While not all of the proposed methods are suitable to manage large-scale processes with large number of uncertain parameters, in recent research, two methods for finding the critical vertices have been further investigating: approximate one-level method (Novak Pintaric and Kravanja, 2008), and a novel one, a two-stage method using the external functions in GAMS.

a) Approximate one-level method

In this method, a simple deterministic model is solved for each first-stage variable. Both objectives, minimization of the cost function and maximization of the design variable, are accomplished simultaneously in this model, while uncertain parameters are treated as optimization variables.

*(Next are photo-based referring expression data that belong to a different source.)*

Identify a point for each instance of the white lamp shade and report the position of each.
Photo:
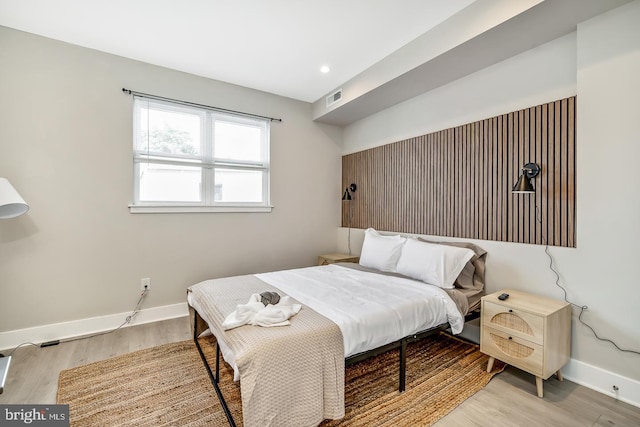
(11, 204)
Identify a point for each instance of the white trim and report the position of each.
(196, 209)
(603, 381)
(92, 325)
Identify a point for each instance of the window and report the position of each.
(190, 159)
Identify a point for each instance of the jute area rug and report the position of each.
(168, 386)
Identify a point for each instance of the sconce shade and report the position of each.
(11, 204)
(524, 184)
(347, 192)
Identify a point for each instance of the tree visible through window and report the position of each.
(193, 157)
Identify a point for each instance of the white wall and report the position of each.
(66, 146)
(601, 64)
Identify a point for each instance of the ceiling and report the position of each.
(381, 52)
(277, 46)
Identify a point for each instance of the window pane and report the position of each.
(169, 183)
(237, 141)
(168, 131)
(238, 186)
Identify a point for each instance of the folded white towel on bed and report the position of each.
(256, 313)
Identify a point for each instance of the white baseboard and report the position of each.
(603, 381)
(92, 325)
(578, 372)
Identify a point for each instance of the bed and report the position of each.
(294, 375)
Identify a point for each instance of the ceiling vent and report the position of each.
(334, 98)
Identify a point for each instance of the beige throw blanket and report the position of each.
(290, 375)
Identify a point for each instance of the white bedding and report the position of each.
(371, 309)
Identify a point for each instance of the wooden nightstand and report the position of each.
(332, 258)
(527, 331)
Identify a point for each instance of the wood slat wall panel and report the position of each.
(457, 182)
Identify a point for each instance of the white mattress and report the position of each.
(370, 309)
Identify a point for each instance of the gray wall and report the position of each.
(601, 64)
(66, 146)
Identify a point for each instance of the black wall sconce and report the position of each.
(347, 192)
(524, 184)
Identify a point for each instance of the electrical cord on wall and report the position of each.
(581, 307)
(127, 320)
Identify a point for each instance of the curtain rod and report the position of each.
(193, 104)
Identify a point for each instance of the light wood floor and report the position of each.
(508, 400)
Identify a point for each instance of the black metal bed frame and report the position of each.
(401, 344)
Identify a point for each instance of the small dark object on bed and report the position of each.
(269, 298)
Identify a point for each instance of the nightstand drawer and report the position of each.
(514, 322)
(513, 350)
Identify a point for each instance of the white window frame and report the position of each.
(206, 160)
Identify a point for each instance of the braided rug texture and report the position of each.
(168, 386)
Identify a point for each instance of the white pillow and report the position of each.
(437, 265)
(380, 252)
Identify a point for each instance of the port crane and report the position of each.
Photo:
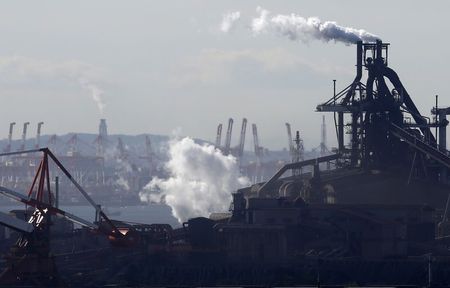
(31, 254)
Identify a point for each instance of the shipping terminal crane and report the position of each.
(30, 256)
(218, 136)
(227, 148)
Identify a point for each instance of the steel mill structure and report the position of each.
(372, 212)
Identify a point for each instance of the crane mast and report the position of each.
(219, 136)
(228, 139)
(242, 139)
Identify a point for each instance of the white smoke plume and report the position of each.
(201, 182)
(96, 94)
(78, 72)
(298, 28)
(228, 21)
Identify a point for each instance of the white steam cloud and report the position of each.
(96, 94)
(298, 28)
(78, 72)
(228, 21)
(201, 182)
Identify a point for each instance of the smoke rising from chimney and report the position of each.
(228, 21)
(73, 71)
(298, 28)
(201, 180)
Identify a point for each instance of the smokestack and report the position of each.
(24, 135)
(228, 139)
(11, 128)
(102, 129)
(359, 59)
(38, 134)
(219, 136)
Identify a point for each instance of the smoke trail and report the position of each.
(201, 182)
(229, 20)
(87, 76)
(297, 28)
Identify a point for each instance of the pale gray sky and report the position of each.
(165, 64)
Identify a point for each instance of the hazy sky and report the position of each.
(163, 65)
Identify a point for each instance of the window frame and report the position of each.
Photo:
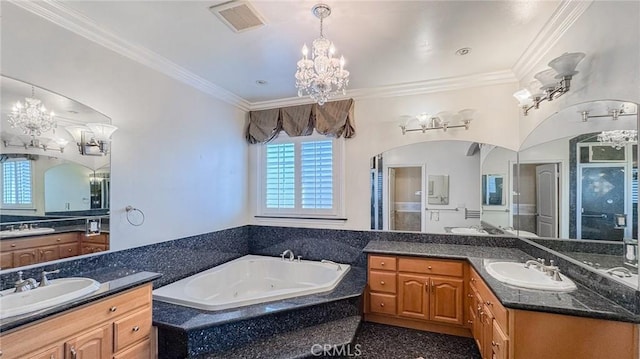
(337, 212)
(11, 206)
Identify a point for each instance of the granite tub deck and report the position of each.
(185, 332)
(582, 302)
(112, 281)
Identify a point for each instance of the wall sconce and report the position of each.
(547, 87)
(441, 120)
(92, 139)
(28, 142)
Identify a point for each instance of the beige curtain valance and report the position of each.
(332, 119)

Approximate min-max solution is obtained by a composite objective function, which consists of the minimum cost function from which the design variable is subtracted multiplied by a large positive constant (big-M). The results of the model are the critical values of uncertain parameters that maximize design variable under study. The maximum number of critical points would be as high as the number of the first-stage variables, but is usually considerably lower. The identified vertices can be further reduced by using a set-covering procedure. A drawback of one-level method is its sensitiveness to the value of big-M constant which could influence the selection of critical vertices. This challenge is studied further in this research.

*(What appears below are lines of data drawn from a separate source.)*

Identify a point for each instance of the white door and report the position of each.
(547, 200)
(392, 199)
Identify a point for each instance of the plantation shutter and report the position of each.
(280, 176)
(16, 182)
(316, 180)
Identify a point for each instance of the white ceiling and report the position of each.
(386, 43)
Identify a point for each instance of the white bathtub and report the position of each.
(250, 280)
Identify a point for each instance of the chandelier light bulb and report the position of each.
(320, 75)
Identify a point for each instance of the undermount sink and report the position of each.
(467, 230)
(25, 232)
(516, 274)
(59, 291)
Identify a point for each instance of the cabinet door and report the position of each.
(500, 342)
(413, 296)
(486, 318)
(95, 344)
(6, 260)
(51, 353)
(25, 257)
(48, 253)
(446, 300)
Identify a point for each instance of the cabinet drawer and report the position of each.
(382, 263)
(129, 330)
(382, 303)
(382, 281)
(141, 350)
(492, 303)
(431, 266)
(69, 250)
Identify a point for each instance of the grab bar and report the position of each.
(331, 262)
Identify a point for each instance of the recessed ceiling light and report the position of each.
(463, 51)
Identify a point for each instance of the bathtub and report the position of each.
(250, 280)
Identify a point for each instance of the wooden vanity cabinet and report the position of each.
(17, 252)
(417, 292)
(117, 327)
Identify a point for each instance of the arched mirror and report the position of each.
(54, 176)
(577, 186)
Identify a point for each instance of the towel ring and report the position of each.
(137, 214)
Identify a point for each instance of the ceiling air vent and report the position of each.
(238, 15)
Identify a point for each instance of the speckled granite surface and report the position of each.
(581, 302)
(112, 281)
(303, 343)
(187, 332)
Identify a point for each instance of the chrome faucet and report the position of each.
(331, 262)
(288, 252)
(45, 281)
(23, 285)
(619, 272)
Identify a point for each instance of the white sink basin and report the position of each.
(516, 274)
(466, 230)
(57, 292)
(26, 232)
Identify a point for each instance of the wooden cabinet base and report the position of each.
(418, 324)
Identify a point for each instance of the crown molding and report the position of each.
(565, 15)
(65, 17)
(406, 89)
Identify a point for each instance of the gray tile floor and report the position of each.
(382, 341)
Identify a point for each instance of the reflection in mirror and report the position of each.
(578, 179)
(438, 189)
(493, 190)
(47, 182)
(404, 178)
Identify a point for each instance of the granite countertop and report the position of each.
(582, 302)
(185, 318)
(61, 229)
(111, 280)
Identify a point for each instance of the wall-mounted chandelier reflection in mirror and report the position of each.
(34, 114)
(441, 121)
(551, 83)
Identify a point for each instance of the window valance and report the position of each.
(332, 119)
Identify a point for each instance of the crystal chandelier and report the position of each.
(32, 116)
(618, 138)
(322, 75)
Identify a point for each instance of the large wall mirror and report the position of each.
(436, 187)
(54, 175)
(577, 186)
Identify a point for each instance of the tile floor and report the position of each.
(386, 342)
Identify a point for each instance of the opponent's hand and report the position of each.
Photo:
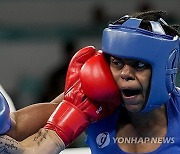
(5, 122)
(77, 111)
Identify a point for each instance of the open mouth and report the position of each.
(131, 92)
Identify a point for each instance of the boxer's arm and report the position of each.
(34, 116)
(44, 141)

b) Two-level method with external functions

This method starts with the solution of the deterministic problem at a single, i.e. the nominal point. As the solution obtained is inflexible, the objective value represents a lower bound for minimization problem. In the next iterations, critical vertices are added to the model one by one, and dimensionality of the problem gradually grows from iteration to iteration. The additional critical point at every major iteration is calculated simultaneously as the optimization variable by using the external functions in GAMS program, which enable to solve min-max problem iteratively. Adding the critical points into the model forces the objective value to rise. The complete minimum set of critical vertices is found when the objective value stops rising. The case-studied examples indicate fast convergence of this method and precise identification of critical vertices, however, a termination criterion still needs to be improved. The advantage of this method is also that the iteration at which all critical vertices are identified represents a solution of deterministic equivalent problem whose result is the approximate flexible flow sheet design.

 

Conclusions

This contribution presents an approach for approximating a stochastic model of process flow sheet under uncertainty by a minimum deterministic equivalent. The main goal was to improve and upgrade those approaches developed by authors in the past in order to be able of managing industrial flow sheet problems with high level of uncertainty.

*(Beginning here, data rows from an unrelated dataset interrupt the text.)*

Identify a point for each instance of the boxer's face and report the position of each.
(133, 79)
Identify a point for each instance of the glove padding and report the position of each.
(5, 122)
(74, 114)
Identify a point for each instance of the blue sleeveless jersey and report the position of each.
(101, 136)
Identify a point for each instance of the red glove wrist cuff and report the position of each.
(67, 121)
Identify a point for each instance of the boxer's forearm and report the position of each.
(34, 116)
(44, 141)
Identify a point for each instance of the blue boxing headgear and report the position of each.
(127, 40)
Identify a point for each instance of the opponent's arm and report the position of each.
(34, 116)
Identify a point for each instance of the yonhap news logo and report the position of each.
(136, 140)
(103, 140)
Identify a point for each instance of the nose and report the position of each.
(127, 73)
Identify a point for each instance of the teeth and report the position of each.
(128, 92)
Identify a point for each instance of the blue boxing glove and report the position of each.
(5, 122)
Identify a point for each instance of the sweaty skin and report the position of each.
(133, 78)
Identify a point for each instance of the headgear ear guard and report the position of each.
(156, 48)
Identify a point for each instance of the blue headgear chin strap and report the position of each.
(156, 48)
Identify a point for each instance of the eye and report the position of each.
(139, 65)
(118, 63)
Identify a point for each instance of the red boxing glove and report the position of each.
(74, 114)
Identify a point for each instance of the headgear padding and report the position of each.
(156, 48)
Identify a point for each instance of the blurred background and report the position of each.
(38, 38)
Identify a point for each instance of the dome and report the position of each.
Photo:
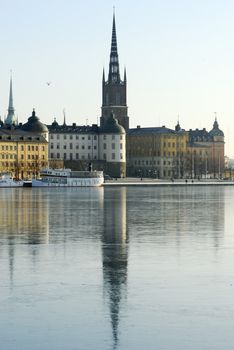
(216, 131)
(55, 123)
(34, 125)
(112, 126)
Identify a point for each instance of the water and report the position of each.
(122, 268)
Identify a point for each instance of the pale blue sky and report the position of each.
(179, 57)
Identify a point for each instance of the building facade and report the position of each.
(156, 152)
(114, 90)
(23, 148)
(78, 146)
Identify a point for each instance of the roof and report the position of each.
(34, 125)
(71, 129)
(112, 126)
(151, 130)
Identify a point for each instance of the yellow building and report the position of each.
(24, 148)
(157, 152)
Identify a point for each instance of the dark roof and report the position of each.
(151, 130)
(34, 125)
(216, 131)
(112, 126)
(199, 135)
(66, 129)
(17, 134)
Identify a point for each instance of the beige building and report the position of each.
(24, 148)
(156, 152)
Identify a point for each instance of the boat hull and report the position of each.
(70, 182)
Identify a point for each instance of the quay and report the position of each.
(130, 181)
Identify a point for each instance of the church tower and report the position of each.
(114, 90)
(11, 119)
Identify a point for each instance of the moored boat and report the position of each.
(68, 178)
(6, 180)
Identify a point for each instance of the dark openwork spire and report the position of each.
(114, 75)
(11, 118)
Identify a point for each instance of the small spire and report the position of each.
(11, 118)
(125, 75)
(64, 117)
(114, 75)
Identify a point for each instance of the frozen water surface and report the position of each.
(122, 268)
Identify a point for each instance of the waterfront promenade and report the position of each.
(133, 181)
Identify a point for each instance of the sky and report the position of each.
(179, 57)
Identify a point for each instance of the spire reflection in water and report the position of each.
(115, 254)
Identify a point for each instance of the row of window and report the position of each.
(150, 162)
(14, 156)
(78, 137)
(77, 156)
(169, 144)
(71, 146)
(72, 137)
(22, 165)
(71, 156)
(22, 148)
(112, 146)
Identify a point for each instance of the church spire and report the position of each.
(114, 75)
(11, 118)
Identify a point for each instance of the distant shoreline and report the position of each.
(158, 182)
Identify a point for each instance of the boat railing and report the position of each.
(86, 174)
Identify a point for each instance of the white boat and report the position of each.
(68, 178)
(6, 180)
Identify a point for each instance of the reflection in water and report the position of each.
(115, 252)
(23, 220)
(65, 250)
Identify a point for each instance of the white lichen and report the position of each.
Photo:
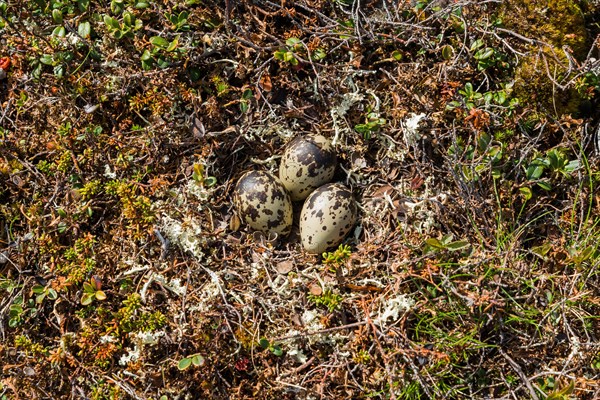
(392, 308)
(186, 234)
(410, 129)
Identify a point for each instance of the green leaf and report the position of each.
(59, 31)
(319, 54)
(447, 52)
(541, 250)
(159, 41)
(173, 44)
(83, 5)
(184, 363)
(87, 299)
(397, 55)
(526, 192)
(484, 54)
(37, 289)
(88, 288)
(111, 22)
(276, 350)
(534, 171)
(458, 245)
(476, 44)
(84, 29)
(52, 295)
(128, 19)
(572, 166)
(433, 242)
(146, 55)
(545, 185)
(198, 360)
(57, 16)
(291, 42)
(46, 59)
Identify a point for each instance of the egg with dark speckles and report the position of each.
(263, 203)
(308, 162)
(327, 216)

Minimum deterministic equivalent of stochastic flow sheet model is defined over significantly reduced set of scenarios composed of the nominal point and critical vertices. Prescreening approach was introduced in order to identify those uncertain parameters that influence design variables. Two methods are proposed for efficient and quick identification of critical vertices in large-scale problems with large number of uncertain parameters. Some illustrating examples will be presented in order to illustrate the main characteristics of the proposed approach, as well as a synthesis of large-scale bio-ethanol process via MINLP. By managing large-scale uncertainty in process flow sheet synthesis and design, mathematical programming evolves towards the efficient supporting tool for investment decision-making in process industries.

References

Karuppiah R., Martín M., Grossmann I. E.  A simple heuristic for reducing the number of scenarios in two-stage stochastic programming. Comput. Chem. Eng. 2010, 34, 1246–1255.

Novak Pintarič Z., Kravanja Z. A strategy for MINLP synthesis of flexible and operable processes.

Comput. Chem. Eng.  2004, 28, 1105–1119.

Novak Pintarič Z., Kravanja Z. Identification of critical points for the design and synthesis of flexible processes. Comput. Chem. Eng. 2008, 32, 1603–1624.